According to the government, because they cut borrowing so much from the level they inherited from the Tories, they have loads of scope to borrow more now. Others point to the leaky roof, and the fact that borrowing is higher now than when Labour came to power.
In theory, it should be easy to see. But in practice, government debt statisticians produce such a vast array of numbers that the truth gets overwhelmed - as the current debate shows only too well.
Let's go back to the basic stats.
The official ONS stats released yesterday say net public debt as at end-September was £645.3bn, equivalent to 43.4% of GDP. In Q2 1997, that percentage stood at 42.9%. So under the official definition, Labour has unambiguously increased public borrowing since it came to office (see yesterday's blog).
There are several points to highlight about this official debt figure:
- It includes £81.9bn of Northern Rock liabilities - quite right too, because we taxpayers are on the line to all the Crock's depositors and debt holders just as surely as if the government had issued the debt directly
- It is net of the public sector's liquid assets - getting on for £100bn including our £28bn foreign exchange reserves, and £32bn of local authority cash deposits (probably lower post the Icelandic bank fiasco)
- It includes the net consolidated debt of Public Corporations - currently about £4bn
This official definition of debt was the creation of Mssrs Brown and Balls when they set up their fiscal rules a decade ago (including the rule that said this measure of debt should never rise above 40% of GDP). But now that the fiscal house is in flames - or underwater, or in negative equity, or whatever is today's image - Brown is pointing to alternative debt measures. He claims on them we're doing much better, especially relative to other countries.

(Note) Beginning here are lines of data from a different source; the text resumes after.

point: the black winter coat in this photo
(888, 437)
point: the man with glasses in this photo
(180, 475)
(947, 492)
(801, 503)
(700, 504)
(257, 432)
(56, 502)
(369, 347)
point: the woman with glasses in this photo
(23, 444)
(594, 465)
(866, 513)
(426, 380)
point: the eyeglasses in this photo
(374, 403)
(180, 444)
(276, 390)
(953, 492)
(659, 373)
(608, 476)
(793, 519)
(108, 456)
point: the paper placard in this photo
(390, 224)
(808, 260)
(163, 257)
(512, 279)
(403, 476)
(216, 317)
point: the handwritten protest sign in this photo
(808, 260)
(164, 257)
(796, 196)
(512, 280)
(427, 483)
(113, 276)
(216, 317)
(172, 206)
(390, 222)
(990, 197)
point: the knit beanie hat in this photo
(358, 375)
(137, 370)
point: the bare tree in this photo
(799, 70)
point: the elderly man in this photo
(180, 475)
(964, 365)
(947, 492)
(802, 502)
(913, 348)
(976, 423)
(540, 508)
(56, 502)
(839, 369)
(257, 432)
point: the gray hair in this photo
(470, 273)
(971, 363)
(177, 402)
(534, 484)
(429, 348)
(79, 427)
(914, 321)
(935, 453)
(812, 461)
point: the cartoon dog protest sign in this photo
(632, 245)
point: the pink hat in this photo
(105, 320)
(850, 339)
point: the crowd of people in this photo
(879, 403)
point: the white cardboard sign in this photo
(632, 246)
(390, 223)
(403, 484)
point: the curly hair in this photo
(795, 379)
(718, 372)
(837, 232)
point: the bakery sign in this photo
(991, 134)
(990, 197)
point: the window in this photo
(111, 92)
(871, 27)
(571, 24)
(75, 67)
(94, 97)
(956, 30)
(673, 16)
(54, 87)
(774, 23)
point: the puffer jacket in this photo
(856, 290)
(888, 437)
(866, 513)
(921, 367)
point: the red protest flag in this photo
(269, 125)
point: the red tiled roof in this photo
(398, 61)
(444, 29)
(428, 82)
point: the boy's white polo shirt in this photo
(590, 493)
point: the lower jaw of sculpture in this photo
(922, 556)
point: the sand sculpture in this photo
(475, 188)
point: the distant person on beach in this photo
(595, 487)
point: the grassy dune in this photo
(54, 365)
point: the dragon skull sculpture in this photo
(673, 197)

Here's a chart showing two of these alternatives - the EU's Maastricht Treaty measure, and the OECD's measure. Both of these measures are gross debt, with liquid assets not netted off, and both are shown relative to GDP (including the OECD's pre-meltdown forecasts for 2009):
At first glance, you might say Brown's right. On both of these international measures, we're still below (just) the level of indebtedness he inherited (as previous commenters on BOM have argued). So maybe things aren't so bad.
But what Brown doesn't mention is that neither of these two international debt measures has been updated to include Northern Rock. Doing that adds 5-6 percentage points of GDP, taking both measures uncomfortably above the level he inherited. And that's before taking account of Bradford and Bingley, and the £37bn of bank shares he's just bought. Then there's the virtual nationalisation of RBS, which if counted in the public sector would add an eye-watering 120% of GDP to our national debt.
As for our position relative to other countries, it is true that some other major countries do have higher debt to GDP ratios. But as the IFS points out, that was a position Labour inherited, and under their stwardship we have actually been climbing the OECD's indebtedness league table - from 10th to 8th place.
And of course, looming behind all of these recorded debt numbers is that huge dollop of taxpayer debt that successive governments have kept entirely off balance-sheet: £1 trillion or so of unfunded public sector pensions, PFI debt, nuclear decommissioning costs, and sundry other guarantees and IOUs scattered around the ex-nationalised industries (eg see this blog).
PS In case you missed it, yesterday's Newsnight featured ex-Paymaster General G Robinson (one of the original Three "Wise" Men) telling the nation that even adding in all the PFI liabilities would only increase our net indebtedness by 1% (watch again here - 23.25 mins in - HTP CL). The reality is that PFI debt now totals c £100bn (see this blog), which increases our net indebtedness by c 15%. Liar or idiot? Actually neither. Those pesky debt statisticians at the ONS have so far only counted PFI liabilities that are in the form of so-called finance leases, and they do indeed come to around 1% of government debt. But while that may be technically defensible, when private companies do the same thing, people like credit rating agencies look straight through it. What matters is the underlying economic liability from PFI, and to all practical intents and purposes, that rests entirely with taxpayers.